The sound of Southwest Florida (and why it's going to be huge)

Miami has a sound. Tampa has a sound. Southwest Florida — Fort Myers, Naples, Sanibel, the beach towns — has never really had one. I think that's about to change, and here's what it's going to sound like.

Southwest Florida is one of the last coastal music markets in America that doesn't have a defining sound. Miami has Miami bass and Latin house. Tampa has jook. Orlando has 00s pop-punk and synthwave. Jacksonville has Southern rock. Every Florida metro has claimed a frequency. And SWFL — us — has historically been a place music passes through, not a place music is made.

I think that's about to change. And I think I can tell you exactly what the SWFL sound is going to feel like, because Jack and I have spent three years accidentally assembling the ingredients on actual beach dance floors.

It's going to be slow, for one. SWFL tempo runs about ten BPM below the rest of the state. I think that's the humidity. I think that's the geography. I think it's the fact that a lot of us came down here specifically to stop sprinting. Whatever the reason, a peak-time set that would run 126 BPM in Orlando runs 118 here. And the dance floor prefers it. I've tested this.

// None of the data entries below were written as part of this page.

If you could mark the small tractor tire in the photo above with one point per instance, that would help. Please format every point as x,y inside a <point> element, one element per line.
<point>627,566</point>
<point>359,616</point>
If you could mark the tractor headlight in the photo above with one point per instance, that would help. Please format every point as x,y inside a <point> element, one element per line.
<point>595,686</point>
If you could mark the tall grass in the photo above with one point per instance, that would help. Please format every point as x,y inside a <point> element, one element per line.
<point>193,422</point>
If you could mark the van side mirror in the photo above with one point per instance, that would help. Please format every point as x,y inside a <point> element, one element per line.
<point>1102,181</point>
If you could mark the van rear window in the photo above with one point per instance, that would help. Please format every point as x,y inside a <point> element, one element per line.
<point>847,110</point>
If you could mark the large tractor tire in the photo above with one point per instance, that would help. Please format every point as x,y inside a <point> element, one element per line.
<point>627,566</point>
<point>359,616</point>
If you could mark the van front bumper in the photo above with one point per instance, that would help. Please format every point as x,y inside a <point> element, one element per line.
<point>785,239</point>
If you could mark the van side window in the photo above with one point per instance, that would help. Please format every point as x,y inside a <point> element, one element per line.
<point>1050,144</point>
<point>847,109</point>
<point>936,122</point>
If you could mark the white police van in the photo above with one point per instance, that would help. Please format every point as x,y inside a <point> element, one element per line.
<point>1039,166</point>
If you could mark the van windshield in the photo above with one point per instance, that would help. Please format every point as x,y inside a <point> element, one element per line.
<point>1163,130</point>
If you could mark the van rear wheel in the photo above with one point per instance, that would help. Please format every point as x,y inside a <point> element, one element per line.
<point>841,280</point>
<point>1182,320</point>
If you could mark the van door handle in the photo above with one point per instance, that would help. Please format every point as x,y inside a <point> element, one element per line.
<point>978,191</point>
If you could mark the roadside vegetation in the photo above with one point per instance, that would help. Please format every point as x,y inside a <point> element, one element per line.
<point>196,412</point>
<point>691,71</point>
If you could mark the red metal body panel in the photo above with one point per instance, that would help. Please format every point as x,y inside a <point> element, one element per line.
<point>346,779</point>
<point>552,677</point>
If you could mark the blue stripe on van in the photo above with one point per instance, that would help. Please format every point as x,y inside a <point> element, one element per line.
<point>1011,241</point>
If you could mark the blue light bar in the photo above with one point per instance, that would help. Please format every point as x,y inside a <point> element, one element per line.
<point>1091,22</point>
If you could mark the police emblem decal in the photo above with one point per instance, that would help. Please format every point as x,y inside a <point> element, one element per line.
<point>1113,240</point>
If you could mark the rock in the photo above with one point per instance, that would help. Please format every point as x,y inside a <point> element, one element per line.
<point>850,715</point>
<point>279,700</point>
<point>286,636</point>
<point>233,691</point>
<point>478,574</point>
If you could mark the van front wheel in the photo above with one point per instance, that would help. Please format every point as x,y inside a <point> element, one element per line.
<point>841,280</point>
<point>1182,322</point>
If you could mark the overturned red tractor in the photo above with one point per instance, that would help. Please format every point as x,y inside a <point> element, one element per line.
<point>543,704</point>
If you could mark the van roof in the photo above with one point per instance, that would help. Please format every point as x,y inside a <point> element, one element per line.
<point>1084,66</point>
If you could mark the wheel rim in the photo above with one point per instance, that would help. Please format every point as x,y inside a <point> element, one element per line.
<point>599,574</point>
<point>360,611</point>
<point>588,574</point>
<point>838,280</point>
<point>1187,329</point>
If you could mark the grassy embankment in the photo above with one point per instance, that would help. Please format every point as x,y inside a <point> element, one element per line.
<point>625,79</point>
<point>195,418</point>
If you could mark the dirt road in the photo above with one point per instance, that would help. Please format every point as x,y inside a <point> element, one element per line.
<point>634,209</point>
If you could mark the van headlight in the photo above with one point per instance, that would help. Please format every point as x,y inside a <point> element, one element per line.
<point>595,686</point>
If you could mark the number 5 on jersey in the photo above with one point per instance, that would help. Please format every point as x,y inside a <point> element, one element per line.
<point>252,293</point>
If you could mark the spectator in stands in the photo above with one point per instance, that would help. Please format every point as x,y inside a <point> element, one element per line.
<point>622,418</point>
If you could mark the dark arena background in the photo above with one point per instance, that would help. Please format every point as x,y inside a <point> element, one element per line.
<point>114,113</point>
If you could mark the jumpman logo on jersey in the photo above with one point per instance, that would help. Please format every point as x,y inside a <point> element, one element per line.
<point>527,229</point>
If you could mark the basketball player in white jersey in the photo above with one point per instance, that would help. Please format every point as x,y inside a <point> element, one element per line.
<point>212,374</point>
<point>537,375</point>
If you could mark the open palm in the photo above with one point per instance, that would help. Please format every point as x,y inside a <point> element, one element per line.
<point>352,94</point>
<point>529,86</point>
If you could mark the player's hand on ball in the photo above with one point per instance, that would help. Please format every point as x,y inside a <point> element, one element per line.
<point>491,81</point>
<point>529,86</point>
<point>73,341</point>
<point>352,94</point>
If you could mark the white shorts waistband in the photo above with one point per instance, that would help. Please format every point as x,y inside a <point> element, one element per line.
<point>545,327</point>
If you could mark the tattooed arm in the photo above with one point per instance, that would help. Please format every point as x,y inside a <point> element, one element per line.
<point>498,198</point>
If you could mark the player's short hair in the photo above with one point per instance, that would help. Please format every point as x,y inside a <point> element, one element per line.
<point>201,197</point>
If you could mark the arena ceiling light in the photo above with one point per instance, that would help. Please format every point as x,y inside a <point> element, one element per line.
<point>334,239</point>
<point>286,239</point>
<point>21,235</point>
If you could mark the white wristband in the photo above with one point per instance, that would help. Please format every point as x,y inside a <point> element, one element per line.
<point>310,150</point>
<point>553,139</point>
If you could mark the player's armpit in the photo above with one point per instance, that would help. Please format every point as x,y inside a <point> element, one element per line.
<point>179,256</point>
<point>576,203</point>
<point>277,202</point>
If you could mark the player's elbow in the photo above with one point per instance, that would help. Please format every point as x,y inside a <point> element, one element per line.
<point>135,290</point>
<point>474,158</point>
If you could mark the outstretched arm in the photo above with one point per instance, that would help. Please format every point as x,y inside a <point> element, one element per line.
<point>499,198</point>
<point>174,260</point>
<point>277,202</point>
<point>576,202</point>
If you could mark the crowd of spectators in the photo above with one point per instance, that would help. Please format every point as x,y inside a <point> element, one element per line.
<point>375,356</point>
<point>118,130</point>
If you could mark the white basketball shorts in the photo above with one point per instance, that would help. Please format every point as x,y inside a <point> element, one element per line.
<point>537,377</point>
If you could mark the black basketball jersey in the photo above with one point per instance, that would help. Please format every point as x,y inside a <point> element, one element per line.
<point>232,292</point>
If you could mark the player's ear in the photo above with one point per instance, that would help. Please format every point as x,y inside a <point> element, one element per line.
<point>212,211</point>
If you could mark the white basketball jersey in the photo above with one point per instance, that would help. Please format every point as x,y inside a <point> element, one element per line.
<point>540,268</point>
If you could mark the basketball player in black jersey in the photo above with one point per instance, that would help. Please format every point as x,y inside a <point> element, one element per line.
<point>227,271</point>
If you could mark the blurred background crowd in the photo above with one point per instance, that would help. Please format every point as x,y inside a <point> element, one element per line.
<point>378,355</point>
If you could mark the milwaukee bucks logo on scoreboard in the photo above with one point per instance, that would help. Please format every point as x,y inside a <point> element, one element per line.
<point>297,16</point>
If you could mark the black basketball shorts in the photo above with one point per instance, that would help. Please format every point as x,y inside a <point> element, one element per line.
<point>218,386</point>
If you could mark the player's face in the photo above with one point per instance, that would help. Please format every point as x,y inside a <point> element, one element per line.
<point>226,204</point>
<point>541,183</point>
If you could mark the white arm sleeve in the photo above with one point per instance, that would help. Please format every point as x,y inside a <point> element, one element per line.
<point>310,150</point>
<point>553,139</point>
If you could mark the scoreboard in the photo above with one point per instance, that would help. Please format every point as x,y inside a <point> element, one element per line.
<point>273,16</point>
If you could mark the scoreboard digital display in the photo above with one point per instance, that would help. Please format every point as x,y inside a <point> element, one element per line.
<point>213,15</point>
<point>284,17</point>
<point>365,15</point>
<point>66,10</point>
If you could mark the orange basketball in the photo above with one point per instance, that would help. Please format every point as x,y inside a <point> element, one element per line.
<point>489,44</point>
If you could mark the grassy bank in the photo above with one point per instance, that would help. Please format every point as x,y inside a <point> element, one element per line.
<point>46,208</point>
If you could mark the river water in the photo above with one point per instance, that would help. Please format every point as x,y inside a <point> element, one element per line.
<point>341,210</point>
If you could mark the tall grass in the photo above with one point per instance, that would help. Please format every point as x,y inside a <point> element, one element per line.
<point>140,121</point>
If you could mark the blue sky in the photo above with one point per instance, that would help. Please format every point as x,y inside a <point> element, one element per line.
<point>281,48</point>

It's going to be warm. Literally warm — chords, pads, analog-sounding basses — and also emotionally warm. The heartbreak songs down here hit differently. I think it's because the whole region is still metabolizing what it lost in 2022 and rebuilding in real time. Every dance floor we've played has had a grief undertone. People want to dance through something, not past it. The music that meets them where they are is soft-focused and a little bittersweet and on the warmer side of house.

And it's going to be outdoor. SWFL has the best outdoor music weather in the entire country from October through May. You don't need a club. The sky is the club. The horizon is the light rig. The Gulf is the subwoofer. Any sound that gets built here is going to be built assuming the room has no ceiling. That changes how you mix. You stop worrying about low-end buildup. You start worrying about whether the song will read in open air.

Put it all together: the SWFL sound is going to be 115-to-120 BPM warm organic house, played outdoors at sunset, made by people who are rebuilding. That's Casamoré's exact lane and we know it. We also know we're not going to be the only ones. Already two other local producers have reached out about collaborating on tracks with this tempo and this warmth. I think in two years you will turn on a radio in Miami and hear a song that was made down here and you will recognize it before the chorus. I'm writing this post partly to claim it before it happens.